Defendants filed for a motion to dismiss, which was granted in part on March 28, 2008. The judge dismissed the first and second claims, but denied defendants' attempt to dismiss the third and fourth claims. On May 19, 2008 a Second Consolidated Complaint was filed correcting deficiencies in the original complaint.
According to a press release dated September 22, 2008, StarTek, Inc., and certain of its current and former officers are seeking the dismissal of the amended complaint in a consolidated securities fraud class-action lawsuit filed against them in the U.S. District Court for the District of Colorado.
On November 6, 2008, the judge entered an order dismissing in part plaintiffs claims against the Company.
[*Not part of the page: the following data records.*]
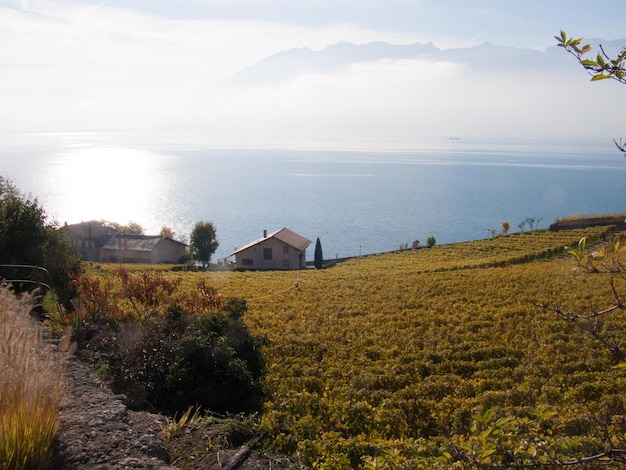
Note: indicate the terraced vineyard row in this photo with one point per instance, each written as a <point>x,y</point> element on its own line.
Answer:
<point>498,251</point>
<point>436,358</point>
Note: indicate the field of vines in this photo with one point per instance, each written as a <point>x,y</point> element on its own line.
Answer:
<point>439,357</point>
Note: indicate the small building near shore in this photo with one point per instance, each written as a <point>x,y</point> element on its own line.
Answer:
<point>149,249</point>
<point>282,249</point>
<point>88,238</point>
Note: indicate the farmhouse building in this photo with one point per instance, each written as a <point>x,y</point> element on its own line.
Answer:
<point>282,249</point>
<point>142,249</point>
<point>88,238</point>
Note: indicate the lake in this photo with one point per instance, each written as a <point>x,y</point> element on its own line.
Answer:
<point>356,201</point>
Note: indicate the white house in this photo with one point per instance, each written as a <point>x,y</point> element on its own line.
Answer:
<point>282,249</point>
<point>142,249</point>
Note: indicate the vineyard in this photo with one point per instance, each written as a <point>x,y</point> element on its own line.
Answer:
<point>436,357</point>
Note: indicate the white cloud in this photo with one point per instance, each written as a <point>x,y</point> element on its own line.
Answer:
<point>78,67</point>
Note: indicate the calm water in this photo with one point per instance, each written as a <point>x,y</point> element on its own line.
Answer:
<point>355,201</point>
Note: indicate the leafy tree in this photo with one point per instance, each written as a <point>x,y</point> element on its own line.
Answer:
<point>601,68</point>
<point>167,232</point>
<point>506,226</point>
<point>203,242</point>
<point>319,257</point>
<point>26,238</point>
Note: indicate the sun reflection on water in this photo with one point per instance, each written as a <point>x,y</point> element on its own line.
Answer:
<point>115,184</point>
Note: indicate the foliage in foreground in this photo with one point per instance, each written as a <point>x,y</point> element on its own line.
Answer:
<point>30,389</point>
<point>27,238</point>
<point>436,357</point>
<point>169,350</point>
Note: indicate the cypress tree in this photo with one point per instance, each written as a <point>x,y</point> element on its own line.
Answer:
<point>319,257</point>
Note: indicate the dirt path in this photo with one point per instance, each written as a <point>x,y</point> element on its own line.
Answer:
<point>98,431</point>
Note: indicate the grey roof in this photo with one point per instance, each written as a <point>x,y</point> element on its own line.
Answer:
<point>135,242</point>
<point>284,235</point>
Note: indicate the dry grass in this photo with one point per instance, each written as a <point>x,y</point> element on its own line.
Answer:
<point>30,388</point>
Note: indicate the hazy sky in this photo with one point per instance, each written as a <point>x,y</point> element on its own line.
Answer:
<point>126,65</point>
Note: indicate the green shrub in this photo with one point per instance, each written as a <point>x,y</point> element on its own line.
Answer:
<point>176,360</point>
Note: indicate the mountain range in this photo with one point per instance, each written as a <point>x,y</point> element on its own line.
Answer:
<point>288,64</point>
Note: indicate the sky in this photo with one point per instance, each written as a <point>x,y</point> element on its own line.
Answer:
<point>163,66</point>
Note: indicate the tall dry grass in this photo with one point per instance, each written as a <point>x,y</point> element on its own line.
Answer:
<point>31,377</point>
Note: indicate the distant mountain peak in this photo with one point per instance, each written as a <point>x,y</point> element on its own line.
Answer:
<point>288,64</point>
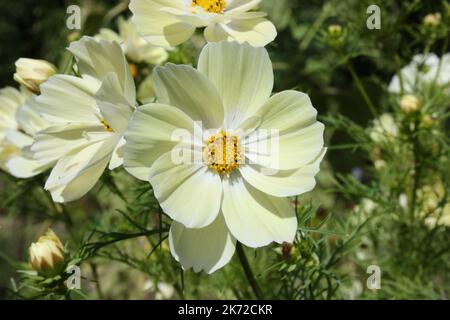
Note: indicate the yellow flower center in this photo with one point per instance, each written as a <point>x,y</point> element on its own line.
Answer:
<point>213,6</point>
<point>106,125</point>
<point>223,153</point>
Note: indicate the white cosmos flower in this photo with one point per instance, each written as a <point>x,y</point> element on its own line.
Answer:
<point>89,116</point>
<point>168,23</point>
<point>19,122</point>
<point>215,202</point>
<point>424,69</point>
<point>136,48</point>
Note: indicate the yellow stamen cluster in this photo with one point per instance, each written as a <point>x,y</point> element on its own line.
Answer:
<point>213,6</point>
<point>223,153</point>
<point>106,125</point>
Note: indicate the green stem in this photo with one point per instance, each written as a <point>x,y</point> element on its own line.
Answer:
<point>362,90</point>
<point>248,271</point>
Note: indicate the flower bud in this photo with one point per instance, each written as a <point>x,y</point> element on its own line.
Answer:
<point>47,254</point>
<point>410,103</point>
<point>432,20</point>
<point>31,73</point>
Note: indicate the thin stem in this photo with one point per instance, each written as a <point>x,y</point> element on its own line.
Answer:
<point>248,271</point>
<point>416,178</point>
<point>362,90</point>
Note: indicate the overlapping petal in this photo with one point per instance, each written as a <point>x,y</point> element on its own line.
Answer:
<point>189,193</point>
<point>151,133</point>
<point>255,218</point>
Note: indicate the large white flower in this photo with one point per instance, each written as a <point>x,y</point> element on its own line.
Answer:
<point>424,69</point>
<point>168,23</point>
<point>237,184</point>
<point>135,48</point>
<point>89,116</point>
<point>19,122</point>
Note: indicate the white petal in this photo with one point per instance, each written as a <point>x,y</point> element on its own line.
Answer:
<point>242,5</point>
<point>285,183</point>
<point>23,167</point>
<point>207,249</point>
<point>10,100</point>
<point>117,156</point>
<point>68,99</point>
<point>29,119</point>
<point>289,136</point>
<point>189,90</point>
<point>98,58</point>
<point>255,218</point>
<point>189,193</point>
<point>113,108</point>
<point>58,141</point>
<point>158,27</point>
<point>242,75</point>
<point>152,132</point>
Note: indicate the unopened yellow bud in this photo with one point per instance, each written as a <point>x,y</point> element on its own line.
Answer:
<point>31,73</point>
<point>47,254</point>
<point>432,20</point>
<point>335,30</point>
<point>410,103</point>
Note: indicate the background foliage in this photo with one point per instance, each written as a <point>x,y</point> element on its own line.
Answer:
<point>353,219</point>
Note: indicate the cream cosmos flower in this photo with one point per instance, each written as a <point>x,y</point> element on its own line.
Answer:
<point>257,150</point>
<point>31,73</point>
<point>384,129</point>
<point>89,116</point>
<point>19,122</point>
<point>424,69</point>
<point>168,23</point>
<point>136,48</point>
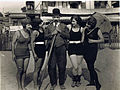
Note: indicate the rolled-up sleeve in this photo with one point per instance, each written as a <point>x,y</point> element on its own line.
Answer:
<point>65,33</point>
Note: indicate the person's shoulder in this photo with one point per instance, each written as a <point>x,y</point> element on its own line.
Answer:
<point>69,26</point>
<point>62,24</point>
<point>35,32</point>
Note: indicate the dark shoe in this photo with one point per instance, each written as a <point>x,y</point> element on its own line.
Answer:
<point>98,87</point>
<point>53,87</point>
<point>91,84</point>
<point>73,84</point>
<point>62,87</point>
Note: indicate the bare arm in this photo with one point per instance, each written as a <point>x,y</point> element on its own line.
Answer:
<point>34,34</point>
<point>47,35</point>
<point>101,38</point>
<point>65,33</point>
<point>14,42</point>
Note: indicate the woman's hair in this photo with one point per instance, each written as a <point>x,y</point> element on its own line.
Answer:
<point>92,22</point>
<point>24,22</point>
<point>78,19</point>
<point>35,24</point>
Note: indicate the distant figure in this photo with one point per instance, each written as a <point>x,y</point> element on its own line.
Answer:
<point>38,47</point>
<point>58,55</point>
<point>21,53</point>
<point>75,49</point>
<point>93,36</point>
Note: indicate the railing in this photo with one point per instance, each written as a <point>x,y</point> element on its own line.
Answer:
<point>112,41</point>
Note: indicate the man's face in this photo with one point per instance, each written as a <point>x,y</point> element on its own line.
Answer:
<point>56,17</point>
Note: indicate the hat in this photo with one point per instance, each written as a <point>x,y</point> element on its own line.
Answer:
<point>56,11</point>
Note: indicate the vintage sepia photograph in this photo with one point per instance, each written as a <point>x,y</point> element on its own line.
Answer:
<point>59,45</point>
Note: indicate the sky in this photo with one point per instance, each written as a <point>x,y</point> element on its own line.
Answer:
<point>16,5</point>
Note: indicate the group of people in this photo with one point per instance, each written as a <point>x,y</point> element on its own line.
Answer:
<point>78,40</point>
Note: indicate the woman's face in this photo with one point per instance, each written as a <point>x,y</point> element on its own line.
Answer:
<point>74,22</point>
<point>28,27</point>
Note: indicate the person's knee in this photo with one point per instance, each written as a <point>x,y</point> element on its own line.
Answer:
<point>20,70</point>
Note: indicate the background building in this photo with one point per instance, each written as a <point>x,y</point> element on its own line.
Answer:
<point>68,8</point>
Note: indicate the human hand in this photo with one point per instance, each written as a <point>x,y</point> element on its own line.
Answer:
<point>54,32</point>
<point>90,40</point>
<point>57,29</point>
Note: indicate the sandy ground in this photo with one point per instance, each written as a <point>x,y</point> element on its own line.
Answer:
<point>107,67</point>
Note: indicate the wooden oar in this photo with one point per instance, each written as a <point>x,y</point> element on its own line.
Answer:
<point>44,67</point>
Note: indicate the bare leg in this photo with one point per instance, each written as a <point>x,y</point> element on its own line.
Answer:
<point>79,70</point>
<point>38,65</point>
<point>80,59</point>
<point>19,64</point>
<point>74,71</point>
<point>26,62</point>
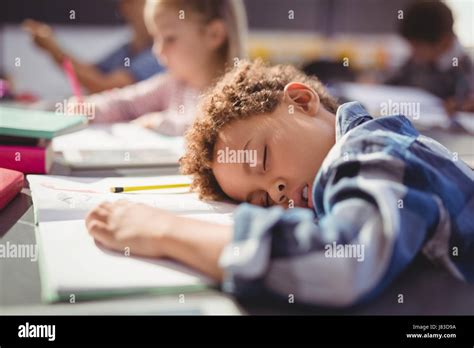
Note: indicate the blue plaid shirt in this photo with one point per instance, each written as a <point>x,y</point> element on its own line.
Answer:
<point>383,194</point>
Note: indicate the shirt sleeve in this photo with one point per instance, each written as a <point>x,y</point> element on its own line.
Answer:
<point>128,103</point>
<point>371,231</point>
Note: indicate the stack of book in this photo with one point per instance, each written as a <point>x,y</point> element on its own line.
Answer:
<point>25,137</point>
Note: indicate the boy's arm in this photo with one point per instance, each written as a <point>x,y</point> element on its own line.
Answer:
<point>372,230</point>
<point>198,244</point>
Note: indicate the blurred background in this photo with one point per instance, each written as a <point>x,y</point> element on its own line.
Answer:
<point>313,34</point>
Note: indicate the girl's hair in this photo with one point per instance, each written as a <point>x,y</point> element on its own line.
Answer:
<point>231,12</point>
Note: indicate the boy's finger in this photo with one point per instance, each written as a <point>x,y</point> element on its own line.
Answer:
<point>99,232</point>
<point>100,214</point>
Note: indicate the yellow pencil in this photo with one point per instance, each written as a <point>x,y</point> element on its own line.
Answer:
<point>149,187</point>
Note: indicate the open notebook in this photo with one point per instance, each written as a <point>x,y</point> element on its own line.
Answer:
<point>422,108</point>
<point>120,145</point>
<point>72,263</point>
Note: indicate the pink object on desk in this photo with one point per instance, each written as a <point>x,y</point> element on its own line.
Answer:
<point>26,159</point>
<point>73,80</point>
<point>11,183</point>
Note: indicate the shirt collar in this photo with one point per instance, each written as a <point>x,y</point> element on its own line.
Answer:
<point>348,116</point>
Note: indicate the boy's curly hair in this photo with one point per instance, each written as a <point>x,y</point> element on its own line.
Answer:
<point>251,88</point>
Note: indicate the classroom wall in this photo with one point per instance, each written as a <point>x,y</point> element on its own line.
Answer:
<point>324,16</point>
<point>38,70</point>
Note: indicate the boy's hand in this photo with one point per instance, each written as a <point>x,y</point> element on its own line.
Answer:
<point>121,225</point>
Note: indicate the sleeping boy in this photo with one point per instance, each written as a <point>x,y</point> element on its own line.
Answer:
<point>336,205</point>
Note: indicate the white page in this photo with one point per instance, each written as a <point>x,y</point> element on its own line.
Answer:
<point>118,145</point>
<point>57,198</point>
<point>423,108</point>
<point>116,136</point>
<point>72,262</point>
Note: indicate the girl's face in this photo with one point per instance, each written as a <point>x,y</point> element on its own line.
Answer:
<point>184,46</point>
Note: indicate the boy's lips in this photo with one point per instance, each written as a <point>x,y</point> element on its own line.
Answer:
<point>301,197</point>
In his order the judge stated, "Any delay in disclosing the loss of income from Microsoft does not give rise to liability because the facts were disclosed and no losses resulted from any alleged misrepresentation, false statement, or omission regarding this aspect of StarTek’s business." However, the judge refused to dismiss all other claims. Defendants answered the complaint on November 18, 2008, and the parties soon after engaged in discovery.
On September 3, 2009, the lead plaintiffs filed a motion for order to preliminarily approve class action settlement. The lead plaintiffs filed a Stipulation of Settlement. The proposed settlement is in the amount of $7,500,000 in cash. On October 22, 2009, Judge Walker D. Miller preliminarily approved the settlement. The Settlement Hearing was set for December 17, 2009. On December 31, 2009, the Court entered the Order signed by Judge Walker D. Miller approving the settlement and dismissing all claims with prejudice. Judge Miller also awarded attorney fees of 25% of the settlement, together with interest thereon until paid, and expenses in the amount of $327,564.74.